The video info (duration, format, etc.) is now computed by an asynchronous work to avoid loading the blob and running ffmpeg-info synchronously. This work, in turn, schedules two asynchronous works to process the video storyboard and conversions.

As a consequence, the user might not have the video info in the UI immediately after creating/updating a Video document, needing to refresh the page once the asynchronous work is done. This change allows a better behaviour when bulk importing videos.

 More on JIRA ticket NXP-24316.

Operation to Recompute Image Renditions

You may want to recompute your stored image renditions when you change the resolutions you want to use. A new operation is available for this: Picture.RecomputeViews.

 More on JIRA ticket NXP-25791.

Support for DPX, MXF and GXF Video Format New

DPX (Digital Moving-Picture Exchange), MXF (Material Exchange Format) and GXF (General Exchange Format) files (video production format) are now supported, including drag and drop (recognized as a video) and thumbnail generation.

 More on JIRA tickets NXP-26448 and NXP-25896.

Nuxeo Vision

Support to Detect Unsafe Content with AWS Rekognition

Using the feature "SAFE_SEARCH_DETECTION" is now possible with the Amazon implementation of Nuxeo Vision.

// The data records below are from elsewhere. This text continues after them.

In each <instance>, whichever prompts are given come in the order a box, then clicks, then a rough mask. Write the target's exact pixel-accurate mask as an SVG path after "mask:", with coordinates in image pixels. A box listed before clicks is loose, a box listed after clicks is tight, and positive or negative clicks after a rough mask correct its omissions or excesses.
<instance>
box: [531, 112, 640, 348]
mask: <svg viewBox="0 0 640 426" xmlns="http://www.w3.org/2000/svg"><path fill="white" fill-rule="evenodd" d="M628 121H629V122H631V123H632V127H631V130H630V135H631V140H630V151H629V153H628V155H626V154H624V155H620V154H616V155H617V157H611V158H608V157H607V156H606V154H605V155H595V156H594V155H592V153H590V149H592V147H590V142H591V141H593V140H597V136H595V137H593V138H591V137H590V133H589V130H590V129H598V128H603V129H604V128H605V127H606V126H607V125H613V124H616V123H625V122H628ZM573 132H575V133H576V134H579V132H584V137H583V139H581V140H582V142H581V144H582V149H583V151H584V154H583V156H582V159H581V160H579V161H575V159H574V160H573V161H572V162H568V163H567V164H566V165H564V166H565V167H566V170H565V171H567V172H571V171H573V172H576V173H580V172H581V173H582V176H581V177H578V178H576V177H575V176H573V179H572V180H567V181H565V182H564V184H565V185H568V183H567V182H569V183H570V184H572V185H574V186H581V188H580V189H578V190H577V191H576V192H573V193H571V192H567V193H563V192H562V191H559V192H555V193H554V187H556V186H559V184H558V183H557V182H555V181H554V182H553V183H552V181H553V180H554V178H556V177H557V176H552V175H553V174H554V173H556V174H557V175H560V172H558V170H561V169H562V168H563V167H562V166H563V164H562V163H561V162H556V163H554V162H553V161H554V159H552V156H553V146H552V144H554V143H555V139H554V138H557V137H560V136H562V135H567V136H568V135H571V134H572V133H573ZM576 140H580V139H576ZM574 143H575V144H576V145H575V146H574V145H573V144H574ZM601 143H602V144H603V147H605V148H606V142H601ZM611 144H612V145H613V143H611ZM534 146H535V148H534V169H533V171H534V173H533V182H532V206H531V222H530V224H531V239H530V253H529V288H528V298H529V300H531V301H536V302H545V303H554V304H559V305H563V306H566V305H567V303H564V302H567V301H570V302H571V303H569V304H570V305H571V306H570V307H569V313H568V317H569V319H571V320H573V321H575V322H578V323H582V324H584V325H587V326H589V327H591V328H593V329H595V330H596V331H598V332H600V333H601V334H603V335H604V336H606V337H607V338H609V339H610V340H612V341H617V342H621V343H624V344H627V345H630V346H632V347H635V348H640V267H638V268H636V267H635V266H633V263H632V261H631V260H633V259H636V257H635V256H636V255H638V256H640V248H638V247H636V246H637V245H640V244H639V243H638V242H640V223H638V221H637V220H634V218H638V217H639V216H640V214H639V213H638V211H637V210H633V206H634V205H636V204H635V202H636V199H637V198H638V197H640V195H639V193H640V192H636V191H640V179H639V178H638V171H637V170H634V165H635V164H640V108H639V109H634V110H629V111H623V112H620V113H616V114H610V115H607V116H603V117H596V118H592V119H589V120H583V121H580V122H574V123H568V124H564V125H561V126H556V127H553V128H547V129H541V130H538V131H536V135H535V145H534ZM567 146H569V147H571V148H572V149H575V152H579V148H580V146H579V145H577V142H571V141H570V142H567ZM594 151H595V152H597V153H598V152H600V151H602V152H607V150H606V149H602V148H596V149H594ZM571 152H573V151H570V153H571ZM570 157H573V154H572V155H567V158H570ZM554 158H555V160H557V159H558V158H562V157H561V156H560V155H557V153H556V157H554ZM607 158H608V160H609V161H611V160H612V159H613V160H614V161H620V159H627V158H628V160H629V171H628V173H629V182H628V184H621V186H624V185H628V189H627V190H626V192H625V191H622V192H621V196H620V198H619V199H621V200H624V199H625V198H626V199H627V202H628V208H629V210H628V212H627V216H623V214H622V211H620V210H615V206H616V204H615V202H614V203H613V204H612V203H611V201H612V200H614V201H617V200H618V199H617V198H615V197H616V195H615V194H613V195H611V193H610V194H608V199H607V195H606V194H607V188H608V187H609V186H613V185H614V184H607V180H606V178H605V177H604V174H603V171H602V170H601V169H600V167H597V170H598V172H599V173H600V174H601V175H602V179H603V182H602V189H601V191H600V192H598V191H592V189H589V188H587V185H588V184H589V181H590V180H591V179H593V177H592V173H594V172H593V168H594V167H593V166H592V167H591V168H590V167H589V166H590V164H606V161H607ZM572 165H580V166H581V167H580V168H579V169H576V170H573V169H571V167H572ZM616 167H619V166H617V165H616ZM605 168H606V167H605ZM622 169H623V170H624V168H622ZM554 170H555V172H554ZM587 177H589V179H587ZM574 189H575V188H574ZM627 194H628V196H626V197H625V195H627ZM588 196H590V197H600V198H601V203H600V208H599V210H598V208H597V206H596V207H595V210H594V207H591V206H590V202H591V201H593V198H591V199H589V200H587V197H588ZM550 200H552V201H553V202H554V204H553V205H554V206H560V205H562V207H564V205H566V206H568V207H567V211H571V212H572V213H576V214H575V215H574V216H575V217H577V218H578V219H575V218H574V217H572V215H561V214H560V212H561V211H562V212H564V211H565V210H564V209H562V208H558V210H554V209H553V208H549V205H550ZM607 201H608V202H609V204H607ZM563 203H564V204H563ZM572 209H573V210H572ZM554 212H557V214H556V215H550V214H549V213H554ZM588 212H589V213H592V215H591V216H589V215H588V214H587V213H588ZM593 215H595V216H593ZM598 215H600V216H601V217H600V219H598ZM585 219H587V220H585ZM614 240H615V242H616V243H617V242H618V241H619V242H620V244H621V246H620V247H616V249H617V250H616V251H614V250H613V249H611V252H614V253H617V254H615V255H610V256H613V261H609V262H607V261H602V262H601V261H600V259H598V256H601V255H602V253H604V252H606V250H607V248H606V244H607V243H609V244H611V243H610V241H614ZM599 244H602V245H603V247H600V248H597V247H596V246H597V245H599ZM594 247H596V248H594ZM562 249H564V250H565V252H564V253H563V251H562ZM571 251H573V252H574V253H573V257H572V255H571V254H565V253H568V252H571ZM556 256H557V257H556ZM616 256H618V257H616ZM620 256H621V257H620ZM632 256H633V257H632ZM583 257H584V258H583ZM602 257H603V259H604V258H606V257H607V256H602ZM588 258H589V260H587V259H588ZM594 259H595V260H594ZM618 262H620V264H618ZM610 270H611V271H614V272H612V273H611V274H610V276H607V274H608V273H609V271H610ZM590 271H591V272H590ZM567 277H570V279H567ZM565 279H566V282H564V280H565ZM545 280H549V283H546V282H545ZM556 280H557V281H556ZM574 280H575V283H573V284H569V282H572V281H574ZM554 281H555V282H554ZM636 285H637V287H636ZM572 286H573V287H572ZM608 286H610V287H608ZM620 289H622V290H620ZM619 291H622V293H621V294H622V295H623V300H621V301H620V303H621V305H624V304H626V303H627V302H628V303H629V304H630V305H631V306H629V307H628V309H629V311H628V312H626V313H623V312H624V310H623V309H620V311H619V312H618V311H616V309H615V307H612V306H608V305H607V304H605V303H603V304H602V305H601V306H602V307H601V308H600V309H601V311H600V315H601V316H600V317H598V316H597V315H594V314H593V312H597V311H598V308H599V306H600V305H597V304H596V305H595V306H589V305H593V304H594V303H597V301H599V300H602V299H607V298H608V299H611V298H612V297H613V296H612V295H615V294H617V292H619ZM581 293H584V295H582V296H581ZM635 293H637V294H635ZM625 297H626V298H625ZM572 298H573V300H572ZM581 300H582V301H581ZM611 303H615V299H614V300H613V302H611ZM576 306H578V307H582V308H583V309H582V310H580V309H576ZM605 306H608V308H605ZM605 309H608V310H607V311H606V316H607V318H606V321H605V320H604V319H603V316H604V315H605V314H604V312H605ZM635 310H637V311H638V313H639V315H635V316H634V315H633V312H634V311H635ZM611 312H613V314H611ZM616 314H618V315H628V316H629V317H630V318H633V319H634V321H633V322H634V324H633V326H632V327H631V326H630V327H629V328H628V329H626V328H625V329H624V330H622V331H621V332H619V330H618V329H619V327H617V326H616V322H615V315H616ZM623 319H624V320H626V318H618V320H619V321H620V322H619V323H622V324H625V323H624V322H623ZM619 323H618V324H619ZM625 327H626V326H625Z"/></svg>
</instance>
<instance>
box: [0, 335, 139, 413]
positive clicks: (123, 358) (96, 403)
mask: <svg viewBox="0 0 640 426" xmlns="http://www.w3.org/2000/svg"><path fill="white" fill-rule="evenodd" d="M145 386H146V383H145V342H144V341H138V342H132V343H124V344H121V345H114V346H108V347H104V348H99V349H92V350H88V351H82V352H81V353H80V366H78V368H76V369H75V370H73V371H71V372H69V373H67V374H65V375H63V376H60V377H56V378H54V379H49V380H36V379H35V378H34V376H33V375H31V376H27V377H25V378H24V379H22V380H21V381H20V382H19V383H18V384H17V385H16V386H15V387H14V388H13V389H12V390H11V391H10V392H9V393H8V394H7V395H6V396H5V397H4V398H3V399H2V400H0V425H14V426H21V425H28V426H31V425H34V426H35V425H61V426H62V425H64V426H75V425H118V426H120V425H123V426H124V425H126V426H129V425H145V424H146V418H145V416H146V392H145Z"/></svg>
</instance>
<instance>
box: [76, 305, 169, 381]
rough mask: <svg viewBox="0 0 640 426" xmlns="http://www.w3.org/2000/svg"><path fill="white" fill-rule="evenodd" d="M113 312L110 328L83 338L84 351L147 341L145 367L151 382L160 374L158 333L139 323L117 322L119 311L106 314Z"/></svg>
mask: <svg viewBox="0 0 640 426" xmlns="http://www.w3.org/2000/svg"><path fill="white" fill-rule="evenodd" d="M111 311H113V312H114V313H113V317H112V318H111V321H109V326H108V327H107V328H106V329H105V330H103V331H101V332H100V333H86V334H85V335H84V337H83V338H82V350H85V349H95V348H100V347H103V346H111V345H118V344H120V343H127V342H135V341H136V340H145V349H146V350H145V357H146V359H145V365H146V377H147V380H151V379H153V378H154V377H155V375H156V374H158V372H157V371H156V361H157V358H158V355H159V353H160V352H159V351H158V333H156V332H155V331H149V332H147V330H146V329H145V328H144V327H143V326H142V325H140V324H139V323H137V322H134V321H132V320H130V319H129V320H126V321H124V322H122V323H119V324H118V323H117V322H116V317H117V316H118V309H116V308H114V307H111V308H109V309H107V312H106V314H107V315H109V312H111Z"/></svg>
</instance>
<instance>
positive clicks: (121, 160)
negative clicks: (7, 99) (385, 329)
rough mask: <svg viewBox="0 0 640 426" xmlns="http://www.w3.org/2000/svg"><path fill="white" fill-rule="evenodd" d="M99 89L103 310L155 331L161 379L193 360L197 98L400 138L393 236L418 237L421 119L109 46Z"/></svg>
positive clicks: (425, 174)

 More on JIRA ticket NXP-25646.

All Backend Service Features Can Be Leveraged in Nuxeo Vision

The features to use (and sent to the provider) are no more checked against a predefined list. This allows using any new feature available without waiting for an update of the plugin. After using such new feature, the caller should use the getNativeObject method and handle the results based on the provider's documentation.

 More on JIRA ticket NXP-24499.

Amazon Implementation Does a Fallback on Environment Variables AWS Services Configuration Keys

If the keys are not set in nuxeo.conf a lookup is made in the environment.

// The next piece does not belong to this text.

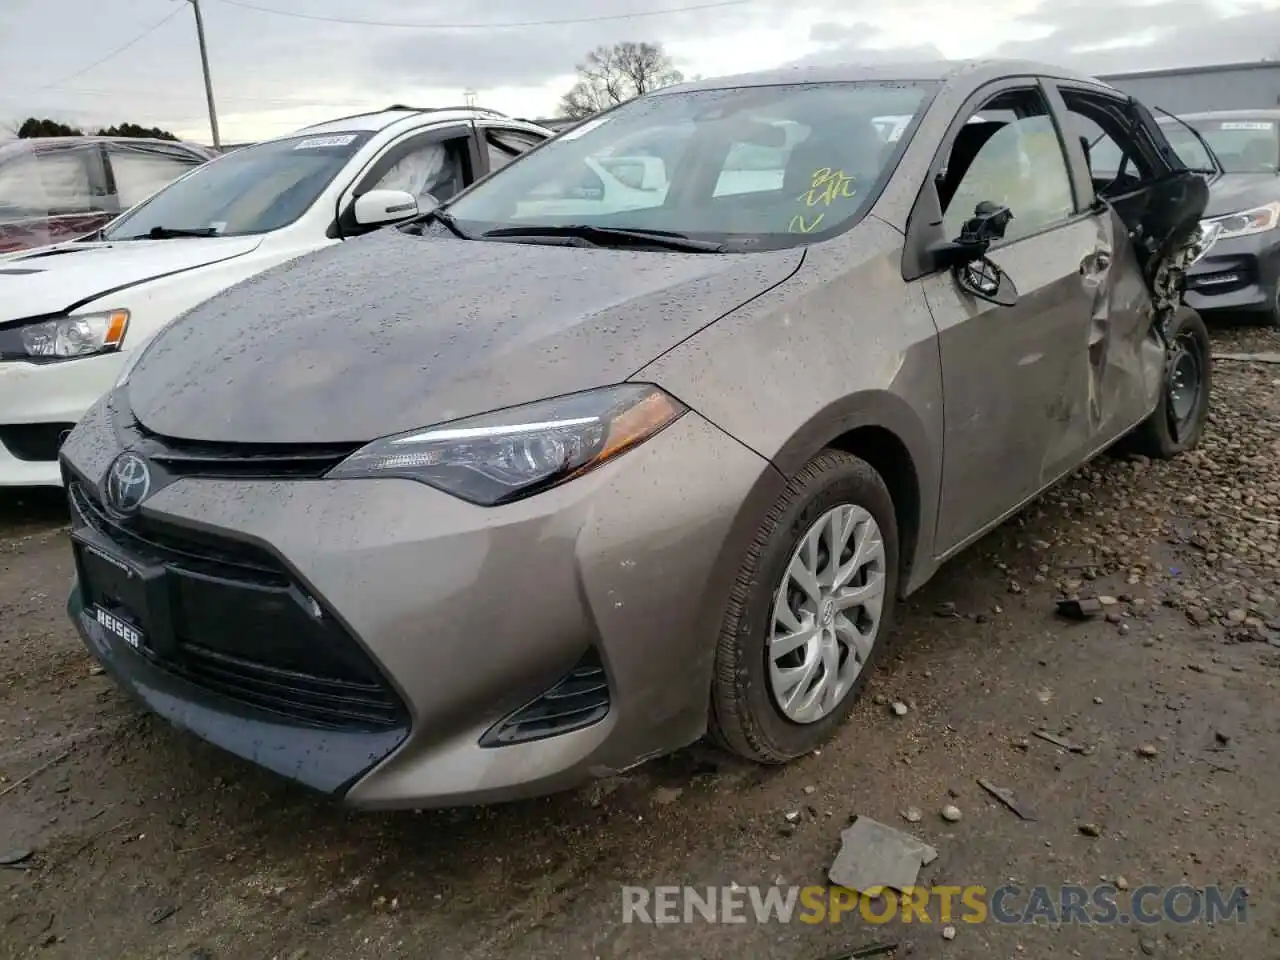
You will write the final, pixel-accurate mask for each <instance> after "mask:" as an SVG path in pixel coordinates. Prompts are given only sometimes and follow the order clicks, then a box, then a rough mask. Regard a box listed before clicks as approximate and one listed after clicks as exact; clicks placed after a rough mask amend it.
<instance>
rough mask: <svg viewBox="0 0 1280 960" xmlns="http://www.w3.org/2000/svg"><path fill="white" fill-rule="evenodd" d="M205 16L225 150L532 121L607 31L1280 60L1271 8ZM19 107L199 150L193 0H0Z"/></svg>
mask: <svg viewBox="0 0 1280 960" xmlns="http://www.w3.org/2000/svg"><path fill="white" fill-rule="evenodd" d="M250 8H261V9H250ZM202 9H204V15H205V26H206V31H207V38H209V55H210V64H211V72H212V79H214V93H215V96H216V102H218V113H219V120H220V125H221V134H223V140H224V141H225V142H237V141H246V140H257V138H261V137H266V136H271V134H276V133H285V132H288V131H292V129H294V128H297V127H300V125H302V124H306V123H314V122H317V120H323V119H325V118H329V116H334V115H342V114H349V113H356V111H357V110H362V109H367V108H379V106H385V105H388V104H392V102H410V104H424V105H425V104H442V102H447V104H456V102H461V101H462V100H463V91H465V90H467V88H472V90H475V91H477V93H479V97H477V99H479V102H480V104H481V105H484V106H492V108H495V109H498V110H503V111H506V113H509V114H512V115H518V116H530V118H532V116H545V115H549V114H550V113H552V111H553V110H554V108H556V102H557V100H558V96H559V93H562V92H563V91H564V90H566V88H567V87H568V86H570V84H571V83H572V79H573V64H575V61H577V60H579V59H581V56H582V54H584V52H586V51H588V50H590V49H591V47H594V46H596V45H599V44H611V42H614V41H620V40H648V41H658V42H660V44H663V45H664V46H666V47H667V50H668V52H669V54H671V55H672V56H673V59H675V60H676V65H677V67H678V68H680V69H681V70H684V72H685V74H686V76H689V77H694V76H705V77H712V76H717V74H722V73H735V72H740V70H748V69H756V68H767V67H776V65H781V64H786V63H791V61H805V63H822V61H841V60H863V61H867V60H900V59H922V58H940V56H942V58H968V56H989V55H1000V56H1004V55H1012V56H1029V58H1036V59H1044V60H1051V61H1055V63H1061V64H1064V65H1073V67H1079V68H1083V69H1087V70H1091V72H1096V73H1105V72H1115V70H1134V69H1148V68H1160V67H1178V65H1189V64H1204V63H1224V61H1238V60H1256V59H1261V58H1263V56H1280V0H1164V1H1158V0H1157V1H1156V3H1152V1H1151V0H1043V1H1042V0H974V1H972V3H957V1H956V0H876V1H874V3H873V1H872V0H719V3H716V0H475V1H474V3H470V4H466V3H458V0H202ZM266 10H278V12H283V13H270V12H266ZM284 14H294V15H284ZM297 14H305V15H306V17H311V18H317V19H306V18H303V17H298V15H297ZM636 14H641V15H636ZM644 14H648V15H644ZM325 18H335V19H338V20H342V19H355V20H375V22H380V24H378V26H375V24H355V23H338V22H326V19H325ZM548 20H559V23H547V22H548ZM572 20H577V22H572ZM534 22H538V23H534ZM424 24H425V26H424ZM125 45H128V46H127V49H124V50H123V51H120V52H118V54H115V55H111V54H113V52H114V51H116V50H119V49H120V47H125ZM104 58H105V59H104ZM100 60H101V63H96V61H100ZM32 114H36V115H40V116H46V115H47V116H52V118H55V119H61V120H68V122H73V123H81V124H110V123H119V122H125V120H128V122H134V123H142V124H146V125H159V127H164V128H166V129H172V131H174V132H175V133H178V134H179V136H184V137H189V138H193V140H200V141H202V142H209V119H207V111H206V109H205V97H204V86H202V82H201V73H200V59H198V49H197V44H196V28H195V23H193V17H192V9H191V6H189V4H188V3H187V1H186V0H0V127H3V125H10V127H12V125H14V124H15V123H19V122H20V120H22V119H23V118H26V116H29V115H32ZM0 136H4V132H3V129H0Z"/></svg>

 More on JIRA ticket NXP-25596.

Nuxeo Quota

Operation to Recompute Partially Quotas

A new operation: Quotas.RecomputeStatistics is provided, with optional parameters:

  • tenantId / username / path (only one allowed)
  • updaterName (defaults to documentsSizeUpdater)

 More on JIRA ticket NXP-21017.

FS Exporter

New Drive Exporter

The FS Exporter addon that allows to easily perform exports of the repository as a files and folders hierarchy has a new "Drive like" flavor that handles exports like Drive, not exporting attachments and all this, and dealing with conflictual names at the same folder level. It uses the title of the document instead and avoids name collision by adding an integer at the end of the path.

 More on JIRA ticket NXP-25846.

Keycloack Addon New

The Keycloack addon (available on GitHub) used for integrating with the identity management solution has been upgraded to be compatible with the 4.6.0 recent version of Keycloack.

 More on JIRA ticket NXP-26342.

Deprecation

Nuxeo JSF UI New

The Nuxeo JSF UI addon is deprecated.

Marklogic New

The Marklogic Persistence Engine addon is deprecated.

Nuxeo For Salesforce New

The Nuxeo for Salesforce addon is deprecated. A new connector will be done to fit the new salesforce's UI.

Nuxeo Media Publishing New

The Nuxeo Media Publishing addon is deprecated.

Farewell

WebEngine GWT Integration

The WebEngine GWT Integration that was used for the former annotations system has been removed.

 More on JIRA ticket NXP-24317.

Nuxeo Edge Cache New

The Nuxeo Edge Cache addon has been removed.